FLRA has held section 7114(c) contemplates that a negotiated agreement generally will be treated as an integrated and complete document rather than as a collection of articles and sections. It has pointed to the following words in that section as the basis for that, “the agreement, not a portion thereof,” is subject to agency head. It has even gone so far as to declare that to allow agency heads to review and approve or disapprove partial agreements, absent mutual agreement to allow that, “…would produce chaotic results…,” and listed several practical reasons for that position.
First, if FLRA were to hold that each individual provision was subject separately to the approval process a situation could result where some portions of the same agreement were approved, some were disapproved, and some went into effect automatically based on an agency’s failure to act within the 30-day time limit.
Second, given the nature of negotiations, it could be very difficult to reliably ascertain the execution date of a particular provision.
Third, “give and take” is one of the cornerstones of collective bargaining. Thus, it would not be unusual for parties having reached tentative agreement on a particular provision to reconsider that agreement in efforts to come to an agreement on another provision. Moreover, one segment of an agreement may affect the meaning of another segment.
Consequently, the date of execution that triggers the time limits for agency head review (which in turn triggers the date the agreement can be implemented) is the date on which no further action is necessary to finalize a complete agreement. It is not the dates on which agreement is reached as to individual pieces of that agreement or even most of the agreement while pieces are tied up in negotiability disputes or ULP allegations. (Check our POPA and PTO, 41 FLRA 795 (1991))
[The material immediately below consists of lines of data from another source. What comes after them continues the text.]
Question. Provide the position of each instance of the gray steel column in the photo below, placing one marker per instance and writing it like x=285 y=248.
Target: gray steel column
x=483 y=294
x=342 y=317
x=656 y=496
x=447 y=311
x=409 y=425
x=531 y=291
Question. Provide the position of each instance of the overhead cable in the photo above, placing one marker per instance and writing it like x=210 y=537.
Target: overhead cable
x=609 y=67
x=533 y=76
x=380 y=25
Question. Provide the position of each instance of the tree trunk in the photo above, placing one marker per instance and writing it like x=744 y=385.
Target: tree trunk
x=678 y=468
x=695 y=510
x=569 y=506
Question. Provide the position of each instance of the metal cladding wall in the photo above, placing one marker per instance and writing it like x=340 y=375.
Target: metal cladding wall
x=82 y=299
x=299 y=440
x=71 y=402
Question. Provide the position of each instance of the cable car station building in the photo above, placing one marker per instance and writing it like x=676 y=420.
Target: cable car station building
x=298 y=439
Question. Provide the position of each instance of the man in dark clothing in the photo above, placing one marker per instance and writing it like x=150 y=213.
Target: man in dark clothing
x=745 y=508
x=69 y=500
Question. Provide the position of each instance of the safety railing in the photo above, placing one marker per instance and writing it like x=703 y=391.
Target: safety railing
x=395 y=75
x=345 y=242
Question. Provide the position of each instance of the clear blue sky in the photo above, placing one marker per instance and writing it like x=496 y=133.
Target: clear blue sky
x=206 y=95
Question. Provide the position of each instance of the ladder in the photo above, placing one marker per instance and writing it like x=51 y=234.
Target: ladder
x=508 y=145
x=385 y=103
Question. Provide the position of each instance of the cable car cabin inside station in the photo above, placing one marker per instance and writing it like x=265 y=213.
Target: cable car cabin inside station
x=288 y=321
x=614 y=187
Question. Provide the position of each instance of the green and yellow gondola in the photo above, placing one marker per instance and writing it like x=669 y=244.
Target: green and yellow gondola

Moreover, if there are pending negotiability or “obligation to bargain” ULP issues an agency would be guilty of a ULP if it insisted on presenting a partial version of the agreement to the Panel for resolution. Given that agency heads can only exercise review of a partial agreement if both parties agree the same applies to Panel involvement. Insisting that the Panel take jurisdiction and decide anything less than every issue involved in a term agreement when one party objects amounts to insisting to impasse on a non-mandatory subject of bargaining. Check out FDA and AFGE, 53 FLRA 1269 (1998) for cases establishing that principle as well as leading to further case law.